The second match of the Ashes started this morning, one day late. Rain washed out the entire first day, and so it is now a four day Test, with a follow-on score of 150 (if a team fails, in their first innings, to get within 150 (normally 100) runs of their opponents, then their opponents can make them bat again immediately).
Four day Tests have been in the news a lot. The ICC likes them. Sponsors and television networks like them. But there is a lot of hand wringing among the cricket faithful, as five day Tests are tradition and shortening them is just another nail in Test cricket’s coffin, as the game stumbles into franchise Twenty20 oblivion.
But they are only half right.
The five day Test is the rule now — though that is changing as the ICC sprinkles in four day Tests — but it has not been for the entire existence of the format dating back to 1877. Not even close. it’s only been five days consistently since the 80s. Before that there were four day Tests and six day Tests (with a rest day). And going further back: prior to 1939 there were timeless Tests, where there was no limit on how many days it could go. The goal was just to producer a winner. There were 99 of them between 1877 and 1939, and during that time all Tests in Australia were timeless.
South Africa and England played the last timeless test in Durban in 1939, and it was the only one to finish in a draw, and is also the longest cricket match ever: 12 days with nine of those seeing play and the rest washed out due to weather. South Africa had set a score of 696 for England to chase down. They got all the way to 654 and had five wickets in hand, but they had to scurry off to catch their boat home. An interesting footnote to this story is that the England side featured Hedley Verity and Ken Farnes, both of whom were killed during World War Two. Verity was wounded in Sicily and taken prisoner, later dying on the Italian mainland. Farnes was a pilot and was killed when his plane crashed during an exercise near Oxfordshire.
All of this — including the anecdote above — goes to show that cricket is always changing, as is the rest of the world.

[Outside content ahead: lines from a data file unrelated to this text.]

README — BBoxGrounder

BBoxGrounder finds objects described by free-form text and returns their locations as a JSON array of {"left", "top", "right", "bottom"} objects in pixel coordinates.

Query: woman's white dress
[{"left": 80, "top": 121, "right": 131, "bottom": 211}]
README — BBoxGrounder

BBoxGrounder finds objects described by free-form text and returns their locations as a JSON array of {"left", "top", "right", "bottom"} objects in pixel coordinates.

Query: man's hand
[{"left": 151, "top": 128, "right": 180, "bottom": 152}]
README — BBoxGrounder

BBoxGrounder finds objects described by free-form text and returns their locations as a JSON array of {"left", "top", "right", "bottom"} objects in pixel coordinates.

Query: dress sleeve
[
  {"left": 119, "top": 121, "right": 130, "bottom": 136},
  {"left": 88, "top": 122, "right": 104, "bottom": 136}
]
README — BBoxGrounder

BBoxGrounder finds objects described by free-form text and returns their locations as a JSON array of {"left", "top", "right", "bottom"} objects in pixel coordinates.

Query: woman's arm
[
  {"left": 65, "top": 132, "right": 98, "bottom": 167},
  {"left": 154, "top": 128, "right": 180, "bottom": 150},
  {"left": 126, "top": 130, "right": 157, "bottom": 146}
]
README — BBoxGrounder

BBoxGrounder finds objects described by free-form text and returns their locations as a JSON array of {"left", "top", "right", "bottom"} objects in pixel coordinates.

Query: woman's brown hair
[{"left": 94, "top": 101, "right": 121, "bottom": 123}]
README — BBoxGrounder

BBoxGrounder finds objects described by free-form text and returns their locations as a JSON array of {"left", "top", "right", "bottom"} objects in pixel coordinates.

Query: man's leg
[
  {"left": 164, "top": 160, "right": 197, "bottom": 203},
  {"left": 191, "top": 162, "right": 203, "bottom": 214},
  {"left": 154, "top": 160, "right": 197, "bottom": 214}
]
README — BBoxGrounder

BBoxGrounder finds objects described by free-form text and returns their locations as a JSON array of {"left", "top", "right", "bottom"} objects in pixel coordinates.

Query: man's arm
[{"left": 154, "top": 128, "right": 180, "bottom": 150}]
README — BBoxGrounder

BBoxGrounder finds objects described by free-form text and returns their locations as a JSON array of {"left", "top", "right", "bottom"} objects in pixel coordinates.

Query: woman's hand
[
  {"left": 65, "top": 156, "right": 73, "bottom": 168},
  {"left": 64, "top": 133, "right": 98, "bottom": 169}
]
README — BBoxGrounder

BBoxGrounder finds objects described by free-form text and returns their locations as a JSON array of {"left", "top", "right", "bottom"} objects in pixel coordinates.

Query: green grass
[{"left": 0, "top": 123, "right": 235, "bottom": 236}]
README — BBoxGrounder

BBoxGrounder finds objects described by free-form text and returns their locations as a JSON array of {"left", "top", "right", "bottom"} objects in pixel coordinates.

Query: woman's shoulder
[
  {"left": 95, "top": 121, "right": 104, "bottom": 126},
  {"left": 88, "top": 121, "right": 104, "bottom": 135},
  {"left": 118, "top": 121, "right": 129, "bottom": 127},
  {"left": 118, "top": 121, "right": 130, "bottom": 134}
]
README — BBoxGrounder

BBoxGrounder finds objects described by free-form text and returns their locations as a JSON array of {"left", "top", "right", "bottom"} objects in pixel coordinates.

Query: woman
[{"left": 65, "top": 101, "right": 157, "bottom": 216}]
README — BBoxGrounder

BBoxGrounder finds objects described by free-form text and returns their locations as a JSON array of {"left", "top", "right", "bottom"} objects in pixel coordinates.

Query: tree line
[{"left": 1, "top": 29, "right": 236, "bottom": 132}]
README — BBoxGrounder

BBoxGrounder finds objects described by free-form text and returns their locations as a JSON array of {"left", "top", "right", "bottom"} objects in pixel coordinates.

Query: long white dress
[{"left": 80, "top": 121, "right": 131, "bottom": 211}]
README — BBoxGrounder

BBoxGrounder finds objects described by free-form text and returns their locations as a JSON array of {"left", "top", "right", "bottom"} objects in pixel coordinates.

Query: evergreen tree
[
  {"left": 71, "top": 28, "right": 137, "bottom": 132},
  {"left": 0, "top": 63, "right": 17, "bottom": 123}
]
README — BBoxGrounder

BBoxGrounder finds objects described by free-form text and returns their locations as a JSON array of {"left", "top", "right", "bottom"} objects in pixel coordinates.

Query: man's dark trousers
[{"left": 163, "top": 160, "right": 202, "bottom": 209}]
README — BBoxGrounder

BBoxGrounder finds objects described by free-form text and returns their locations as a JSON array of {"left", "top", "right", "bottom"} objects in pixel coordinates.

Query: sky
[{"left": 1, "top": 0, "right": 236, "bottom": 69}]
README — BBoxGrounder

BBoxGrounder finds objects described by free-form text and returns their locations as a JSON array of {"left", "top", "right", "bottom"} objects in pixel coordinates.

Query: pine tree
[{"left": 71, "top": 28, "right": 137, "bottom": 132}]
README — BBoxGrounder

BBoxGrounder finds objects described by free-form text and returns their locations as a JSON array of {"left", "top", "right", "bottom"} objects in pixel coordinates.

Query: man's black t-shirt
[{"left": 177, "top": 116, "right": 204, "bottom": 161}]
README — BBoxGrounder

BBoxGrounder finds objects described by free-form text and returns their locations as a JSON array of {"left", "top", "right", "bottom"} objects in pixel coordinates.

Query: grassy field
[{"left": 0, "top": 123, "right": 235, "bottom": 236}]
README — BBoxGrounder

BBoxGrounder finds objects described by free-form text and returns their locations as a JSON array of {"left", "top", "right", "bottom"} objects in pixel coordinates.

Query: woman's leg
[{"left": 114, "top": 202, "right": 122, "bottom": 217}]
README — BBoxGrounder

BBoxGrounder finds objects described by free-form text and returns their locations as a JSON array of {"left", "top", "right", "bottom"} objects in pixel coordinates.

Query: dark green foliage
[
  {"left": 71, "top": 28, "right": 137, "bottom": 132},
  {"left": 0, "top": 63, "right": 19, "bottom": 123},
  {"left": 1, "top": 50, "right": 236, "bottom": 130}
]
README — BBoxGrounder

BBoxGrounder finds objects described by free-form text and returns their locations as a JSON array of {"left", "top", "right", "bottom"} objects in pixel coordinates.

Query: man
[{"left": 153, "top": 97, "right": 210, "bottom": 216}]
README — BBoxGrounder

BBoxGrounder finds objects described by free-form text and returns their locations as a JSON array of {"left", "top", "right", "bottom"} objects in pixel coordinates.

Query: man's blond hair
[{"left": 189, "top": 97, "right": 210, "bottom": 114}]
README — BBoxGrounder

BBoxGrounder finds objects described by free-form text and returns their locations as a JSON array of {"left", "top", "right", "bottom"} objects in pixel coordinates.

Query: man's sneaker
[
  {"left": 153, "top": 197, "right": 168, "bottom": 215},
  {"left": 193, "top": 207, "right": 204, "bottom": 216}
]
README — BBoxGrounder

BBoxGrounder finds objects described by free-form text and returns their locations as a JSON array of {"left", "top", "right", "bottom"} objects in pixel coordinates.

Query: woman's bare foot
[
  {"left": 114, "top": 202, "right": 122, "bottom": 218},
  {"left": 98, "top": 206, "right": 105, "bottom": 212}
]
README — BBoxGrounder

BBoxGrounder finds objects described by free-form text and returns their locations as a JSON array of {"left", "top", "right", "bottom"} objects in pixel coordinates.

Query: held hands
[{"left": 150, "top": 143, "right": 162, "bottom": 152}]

It is okay to allow it to change, even if the reason behind that change — the almighty dollar, usually — is less than ideal. Cricket changes, evolves, and it does it to survive. Which it has. Most admirably. It has lasted through wars and its players dying in those wars and Kerry Packer and the underarm incident. It just keeps chugging away, adapting when it needs to, and chugging along some more. It’s really remarkable when you think about it. The game is night and day from what it was just 50 years ago. No other sport can say that, at least not to the degree that cricket can. And I see that as a strength not a weakness. A lot of games are far too overly reliant on tradition, to their own detriment. Cricket respects its traditions, but also understands that it’s okay to go against them, if the ever changing world requires it.
I didn’t mean to turn this into a defense of the four day Test. Mostly because I get the argument that shortening Tests is a dangerous road toward a slippery slope, and I often share that opinion, especially when it comes to the invasive species that is franchise T20 cricket. But I also have believe in cricket, in the sturdiness of the game to survive, evolve, and survive some more. And so I also welcome change, because that’s what cricket does. It changes. It’s what it’s always done. And 142 years later they are still playing Test cricket. You can’t argue with a stat like that.